The first event, as told by Lord Kale Harlansson of Gotland to the editor in the spring of 1988:

"It was a little bit of everything because it was the first event. One of the things that was neat about it, and I really think we should try to get back to this, is that everyone did some work. You should read the notes from meetings preceding that and the actual chronicles of the 20 or 25 people who attended - that was a big event in those days. Everyone had either helped to make the costumes or helped to do the cooking or was doing the serving or was part of the entertainment or was part of the cleanup."

Tabitha of Wyndmoor, the first SCA member from Wellesley College, and Patri visiting his girlfriend, as remembered by Laura Hawkwood at the Felding/Auntie Get-Together, October 16, 1988:

"This lady {Laura is holding a photo} is Tabitha of Wyndmoor, and she is one of the five original founders of Carolingia. She was Carolingia's first herald, and in a sense she was the first Felding*. She is also the person who got me into all of this. I came wandering out of the TV room at Claflin having just seen the last episode of 'The Six Wives of Henry VIII' and overheard her talking about the SCA to another girl and thought, 'Gee, this is a fun, romantic, escapist thing to do.'

"Tabitha was also the first fighter from Felding. She thought she'd give it a try, and she made her armor out of shredded foam in plastic bags. She thought that would be very absorbent. And it was - it absorbed all of two or three blows before the bag broke and Severance Green was covered with shredded foam. Baron John insisted that nobody was leaving until they picked up the whole mess."

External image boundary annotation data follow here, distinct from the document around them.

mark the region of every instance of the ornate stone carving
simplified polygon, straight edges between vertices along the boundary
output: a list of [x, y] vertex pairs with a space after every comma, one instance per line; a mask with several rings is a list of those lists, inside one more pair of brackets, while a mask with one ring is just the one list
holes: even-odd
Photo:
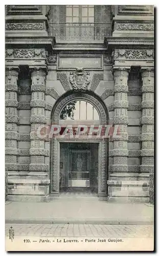
[[100, 97], [103, 100], [104, 100], [109, 96], [113, 96], [114, 95], [114, 89], [106, 88], [103, 93], [100, 96]]
[[140, 157], [141, 156], [140, 150], [129, 150], [129, 157]]
[[49, 104], [49, 103], [46, 103], [45, 104], [45, 110], [49, 110], [50, 111], [51, 111], [53, 108], [53, 106], [51, 105], [50, 104]]
[[153, 6], [152, 5], [119, 5], [118, 14], [152, 14]]
[[115, 29], [117, 30], [154, 30], [153, 23], [116, 23]]
[[153, 59], [154, 50], [115, 49], [112, 52], [113, 59]]
[[140, 103], [129, 103], [128, 105], [129, 111], [140, 111], [140, 110], [141, 110], [141, 104]]
[[103, 56], [104, 64], [112, 64], [112, 56], [108, 55]]
[[55, 54], [49, 55], [47, 59], [49, 64], [56, 64], [57, 62], [57, 56]]
[[19, 133], [18, 135], [18, 140], [19, 141], [30, 141], [30, 134], [28, 133]]
[[54, 88], [47, 88], [46, 89], [46, 94], [47, 95], [50, 95], [53, 98], [57, 100], [59, 97], [60, 95], [59, 94], [55, 91]]
[[141, 135], [140, 134], [128, 135], [128, 142], [140, 142], [140, 141]]
[[84, 69], [76, 69], [70, 72], [69, 79], [74, 90], [86, 91], [90, 80], [90, 72]]
[[49, 168], [48, 164], [31, 163], [29, 165], [29, 170], [35, 172], [49, 172]]
[[26, 22], [26, 23], [7, 23], [6, 30], [43, 30], [43, 22]]
[[128, 96], [141, 96], [142, 92], [141, 89], [137, 88], [129, 89]]
[[19, 110], [30, 110], [30, 102], [18, 102], [17, 109]]
[[95, 92], [100, 81], [102, 80], [103, 80], [103, 73], [95, 73], [93, 77], [90, 90]]
[[71, 88], [68, 80], [67, 76], [66, 73], [59, 72], [57, 74], [57, 79], [59, 80], [65, 92], [70, 91]]
[[40, 49], [7, 49], [6, 50], [6, 58], [46, 58], [47, 52]]

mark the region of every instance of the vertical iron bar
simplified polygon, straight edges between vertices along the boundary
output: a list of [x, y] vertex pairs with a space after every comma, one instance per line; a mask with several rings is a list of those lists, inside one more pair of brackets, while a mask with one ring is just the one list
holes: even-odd
[[79, 119], [80, 120], [81, 119], [81, 101], [79, 101]]
[[85, 119], [87, 119], [87, 102], [86, 102], [86, 113], [85, 113]]

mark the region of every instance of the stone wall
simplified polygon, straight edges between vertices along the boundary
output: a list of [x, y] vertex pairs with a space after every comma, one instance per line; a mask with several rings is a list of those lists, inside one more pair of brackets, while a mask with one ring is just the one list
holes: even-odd
[[[7, 199], [48, 200], [50, 142], [39, 140], [35, 131], [41, 124], [50, 124], [52, 109], [60, 97], [76, 91], [71, 77], [80, 65], [88, 76], [88, 91], [103, 101], [109, 123], [121, 127], [122, 139], [110, 139], [107, 154], [109, 200], [148, 201], [150, 173], [152, 202], [153, 8], [96, 6], [97, 13], [102, 10], [102, 19], [106, 16], [111, 22], [113, 17], [112, 36], [102, 42], [65, 44], [56, 43], [56, 38], [49, 36], [49, 17], [54, 22], [64, 23], [60, 15], [64, 13], [63, 6], [24, 6], [22, 13], [18, 6], [9, 6], [6, 11]], [[72, 56], [81, 62], [75, 64], [72, 59], [68, 62], [73, 63], [72, 66], [64, 68], [61, 56], [65, 59]], [[90, 60], [89, 66], [83, 61], [86, 58]]]

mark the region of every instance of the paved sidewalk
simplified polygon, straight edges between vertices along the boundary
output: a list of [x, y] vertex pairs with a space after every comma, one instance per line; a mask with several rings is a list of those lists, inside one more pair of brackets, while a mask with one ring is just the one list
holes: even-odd
[[99, 201], [7, 202], [6, 223], [150, 225], [154, 207]]
[[[6, 224], [6, 236], [9, 236], [10, 224]], [[14, 236], [52, 237], [153, 237], [152, 225], [86, 224], [12, 224]]]

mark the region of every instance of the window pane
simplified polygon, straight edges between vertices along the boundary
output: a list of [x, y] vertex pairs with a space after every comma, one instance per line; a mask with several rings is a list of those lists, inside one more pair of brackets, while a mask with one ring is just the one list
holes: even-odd
[[79, 16], [79, 9], [78, 8], [74, 8], [73, 9], [73, 16], [74, 17]]
[[82, 16], [87, 17], [87, 8], [82, 8]]
[[94, 17], [90, 17], [88, 18], [88, 23], [94, 23]]
[[94, 8], [88, 9], [88, 16], [89, 17], [94, 17]]
[[82, 23], [88, 23], [88, 18], [86, 17], [82, 17]]
[[72, 17], [66, 17], [66, 23], [72, 23]]
[[72, 16], [72, 8], [66, 8], [66, 16]]
[[77, 23], [79, 22], [79, 17], [73, 17], [73, 23]]

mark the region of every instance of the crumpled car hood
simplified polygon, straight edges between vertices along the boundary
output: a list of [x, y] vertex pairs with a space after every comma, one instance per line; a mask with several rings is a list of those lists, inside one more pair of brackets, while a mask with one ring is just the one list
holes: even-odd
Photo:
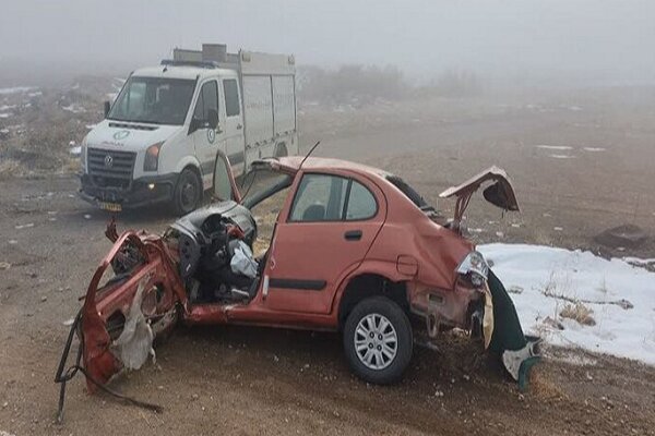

[Comment from Lord Tibor of Rock Valley: "They beat the stuffing out of her, did they?"]

[* The name Felding was not applied to the Wellesley SCA until the borough was formally organized in 1977.]

"The story I heard from her of the Patri-Leaping-Through- The-Window story: Tabitha and her roommate lived in a suite that is at the front of Claflin; that suite is at ground level, but the suite next to it, which is also two rooms, is two floors up from the courtyard, and there is a balcony that joins the back rooms of the two suites. The front two rooms, of course, open up onto the hallway.

"Tabitha occupied the inner room. Her roommate was out of town, so she was sleeping in the outer room that night. In the room that night she heard a sound, went to the window, looked out, and didn't see anybody. All of a sudden she heard the sound again from the window in the inner room. The window flew open and something black came flying in! The black thing was followed by Patri, who bopped into the room after his cloak, which he had thrown in ahead of time - that was the black thing that came through - said, 'Hi, Tabby!', picked up his clothes, went to the balcony, and went out of that window - actually, his foot was on the window sill and he swung around into the adjacent suite's window because that's where the girl he was dating was. He swung out one window and into the other without his foot ever touching the balcony itself and landed in his lady love's suite. She was not too happy to see him [because of the late hour and because] he hadn't told her he was coming."

[Editor's note: Patri confirms this version of the story, although he doesn't remember the young lady not being happy to see him.]